During the 74 days, the average score is consistently fluctuating between 0.65 and 1 (a
higher score means overall a more positive attitude in tweets).
On March 21, China reported no new domestic cases in Wuhan for a third consecutive day, and
we can see a relatively positive sentiment of Twitter users in the U.S.

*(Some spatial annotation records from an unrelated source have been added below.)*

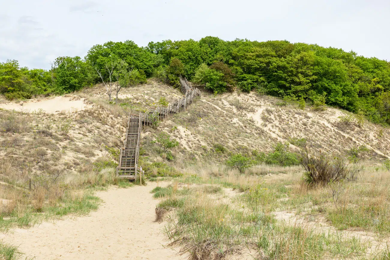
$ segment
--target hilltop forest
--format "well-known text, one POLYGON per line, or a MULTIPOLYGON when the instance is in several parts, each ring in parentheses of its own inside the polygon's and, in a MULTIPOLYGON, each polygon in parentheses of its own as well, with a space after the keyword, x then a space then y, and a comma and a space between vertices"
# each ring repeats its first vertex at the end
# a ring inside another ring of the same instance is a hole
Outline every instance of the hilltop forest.
MULTIPOLYGON (((62 94, 102 81, 127 87, 154 77, 175 86, 183 75, 216 94, 238 89, 326 104, 390 124, 390 63, 353 51, 287 41, 131 41, 93 46, 83 59, 57 58, 49 71, 0 64, 0 93, 9 100, 62 94)), ((111 97, 110 97, 111 99, 111 97)))

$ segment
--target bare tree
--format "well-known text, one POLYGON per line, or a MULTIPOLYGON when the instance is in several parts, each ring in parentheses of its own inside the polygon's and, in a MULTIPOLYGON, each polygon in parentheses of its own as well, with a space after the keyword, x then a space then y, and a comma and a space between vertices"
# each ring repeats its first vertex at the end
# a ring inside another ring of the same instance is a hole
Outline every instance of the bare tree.
MULTIPOLYGON (((115 67, 115 65, 114 64, 114 62, 112 60, 109 62, 106 62, 106 64, 105 65, 105 69, 106 70, 106 72, 108 74, 108 79, 106 81, 105 81, 104 80, 104 78, 103 77, 104 74, 102 73, 101 72, 97 67, 95 67, 95 69, 96 70, 96 72, 98 73, 98 74, 99 74, 99 76, 100 77, 100 78, 101 79, 102 81, 103 82, 103 84, 104 84, 105 87, 106 87, 106 90, 107 91, 107 95, 108 95, 108 100, 110 101, 111 101, 111 93, 112 92, 112 85, 114 84, 113 82, 112 82, 112 80, 113 79, 113 74, 114 73, 114 68, 115 67)), ((117 96, 118 93, 117 92, 117 96)))
POLYGON ((50 72, 51 73, 51 82, 54 82, 54 76, 53 74, 54 71, 54 62, 51 62, 51 61, 49 62, 50 63, 50 65, 51 66, 51 69, 50 69, 50 72))
POLYGON ((118 93, 119 93, 122 87, 126 87, 130 82, 130 72, 128 70, 129 65, 123 60, 121 60, 117 62, 116 66, 117 69, 114 73, 117 78, 117 82, 115 86, 116 92, 116 99, 115 103, 118 100, 118 93))

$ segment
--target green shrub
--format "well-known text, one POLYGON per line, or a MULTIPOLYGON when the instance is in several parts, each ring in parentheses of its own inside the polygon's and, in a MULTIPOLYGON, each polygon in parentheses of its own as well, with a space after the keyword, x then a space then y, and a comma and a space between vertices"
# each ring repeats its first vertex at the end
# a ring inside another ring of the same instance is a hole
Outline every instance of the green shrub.
POLYGON ((236 168, 242 173, 251 166, 253 162, 250 158, 237 154, 230 156, 226 161, 226 164, 232 168, 236 168))
POLYGON ((161 152, 161 149, 164 149, 164 152, 167 152, 169 149, 179 145, 179 142, 175 139, 171 140, 170 136, 165 133, 159 134, 156 138, 156 140, 153 141, 157 143, 159 147, 159 152, 161 152))
POLYGON ((216 153, 223 154, 227 150, 225 147, 220 143, 214 143, 213 145, 213 147, 214 149, 214 151, 216 153))
POLYGON ((14 91, 4 94, 7 99, 12 101, 15 99, 29 99, 31 98, 31 94, 24 91, 14 91))
POLYGON ((268 164, 278 164, 281 166, 289 166, 299 164, 298 156, 295 153, 288 151, 288 143, 278 143, 274 147, 273 152, 269 153, 265 158, 265 162, 268 164))
POLYGON ((151 177, 178 177, 183 175, 173 167, 160 162, 143 165, 142 170, 145 171, 145 175, 151 177))
POLYGON ((167 101, 167 99, 165 98, 165 97, 160 97, 160 100, 158 101, 158 104, 162 105, 163 106, 168 106, 169 104, 169 103, 167 101))
POLYGON ((325 105, 325 99, 323 96, 319 96, 313 100, 313 109, 323 111, 326 109, 325 105))
POLYGON ((387 159, 383 162, 383 166, 384 166, 387 170, 390 172, 390 160, 387 159))
POLYGON ((358 147, 352 147, 348 152, 350 156, 349 157, 349 161, 355 163, 360 159, 360 154, 365 152, 369 151, 365 145, 360 145, 358 147))
POLYGON ((305 110, 305 108, 306 107, 306 103, 305 102, 305 99, 302 97, 301 97, 299 99, 299 101, 298 102, 298 107, 300 109, 301 109, 303 110, 305 110))

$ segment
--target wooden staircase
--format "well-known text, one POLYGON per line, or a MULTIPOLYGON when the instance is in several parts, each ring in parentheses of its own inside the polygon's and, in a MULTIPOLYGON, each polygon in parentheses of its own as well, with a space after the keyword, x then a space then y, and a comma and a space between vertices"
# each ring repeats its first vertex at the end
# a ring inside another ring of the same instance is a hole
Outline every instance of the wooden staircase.
POLYGON ((150 107, 144 113, 129 115, 124 147, 121 149, 119 163, 117 167, 117 175, 120 179, 135 180, 138 174, 144 174, 144 171, 138 167, 142 126, 152 125, 155 121, 162 121, 169 115, 186 110, 194 97, 200 96, 199 90, 192 88, 186 79, 180 77, 180 81, 184 94, 181 97, 167 106, 150 107))
POLYGON ((117 167, 117 175, 120 179, 135 180, 137 174, 142 173, 138 167, 142 118, 140 113, 138 115, 130 114, 129 116, 124 147, 121 149, 119 163, 117 167))

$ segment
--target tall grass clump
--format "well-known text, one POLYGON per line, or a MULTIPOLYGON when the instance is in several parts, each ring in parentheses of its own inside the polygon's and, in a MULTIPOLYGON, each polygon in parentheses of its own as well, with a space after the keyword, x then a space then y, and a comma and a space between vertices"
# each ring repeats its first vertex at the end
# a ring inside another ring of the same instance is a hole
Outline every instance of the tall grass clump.
POLYGON ((16 260, 20 259, 20 255, 17 247, 0 242, 0 259, 16 260))

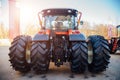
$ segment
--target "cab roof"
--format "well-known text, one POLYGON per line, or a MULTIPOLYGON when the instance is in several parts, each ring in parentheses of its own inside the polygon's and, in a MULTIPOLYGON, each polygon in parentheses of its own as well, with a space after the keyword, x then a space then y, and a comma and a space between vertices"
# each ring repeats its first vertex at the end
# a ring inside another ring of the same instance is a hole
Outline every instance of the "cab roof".
POLYGON ((46 15, 74 15, 77 16, 78 11, 70 8, 50 8, 41 11, 43 16, 46 15))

The next day, the graph shows a fall of the score, while President Trump announced he would
activate the federal National Guard to assist Washington,
California and New York.
On April 6, the coronavirus death toll in the U.S. surged past 10,000, and there is a sharp
decrease in the scores.
For another notable instance, there is a significant declining trend of feelings in people's
expression after May 25, which matches the period of nation-wide George Floyd protest
eruptions.
Analysis 2: Cross-Group Comparisons
We plotted the sentiment scores against different groups in our dataset, e.g., different
ranges of retweet counts, or whether the user of the tweet has emoji in their username.
There are several discoveries we found from the figures. Firstly, the
positive expression is infrequent among the COVID-19 related tweets compared to the other
two sentiments. Secondly, more than 80 percent of the popular tweets (which have >20k
retweet counts) have negative sentiment; tweets that were published by most-followed Twitter
users (who have 20k-50k followers) also have more than 80% of the negative sentiment. This
indicates that celebrities tend to favour the bad news in this pandemic; in the meantime,
the bad news is more likely to draw people’s attention. Furthermore, accounts that were
created the earliest (2006) or had issued the least tweets (<5000) are inclined to express
more positively than other users.
However, in contrast to our hypothesis, whether a username contains emoji or the
users' locations (New York vs California vs Other) does not appear to influence the sentiment scores.
Discussions
- By supplying our model with tweet text coded by ourselves, the model generally
produces
reasonable sentiment prediction results. That being said, there is still room for
improvement.
In particular, the model is not robust when it encounters very short text input.
More deep
learning tricks can be used to boost the performance, such as slanted triangular
learning rates.
- Due to the query limits of Twitter API, we could only access a relatively small
amount of COVID-19 related tweets in our study. By choosing a subsample of tweets
from each date, we hoped to get samples that represent the population well. However,
samples are ultimately not the population. Accessing the model on a larger sample
can help us acquire a more accurate estimation of people's daily emotions.
- In light of COVID-19, there are countless new stories happening each day, with
generally more negative than positive news reported. In fact, a hodgepodge of
positive and negative events can all together affect people’s expression. Therefore,
instead of matching the trends of sentiment scores with breaking news, future studies
may extract the news that people are actually discussing.
References
[1] Duong, Viet & Pham, Phu & Yang, Tongyu & Wang, Yu & Luo, Jiebo. (2020). The Ivory Tower
Lost: How College Students Respond Differently than the General Public to the COVID-19
Pandemic.
[2] Liu, Yinhan & Ott, Myle & Goyal, Naman & Du, Jingfei & Joshi, Mandar & Chen, Danqi &
Levy,
Omer & Lewis, Mike & Zettlemoyer, Luke & Stoyanov, Veselin. (2019). RoBERTa: A Robustly
Optimized BERT Pretraining Approach.
[3] Devlin, Jacob & Chang, Ming-Wei & Lee, Kenton & Toutanova, Kristina. (2018). BERT:
Pre-training of Deep Bidirectional Transformers for Language Understanding.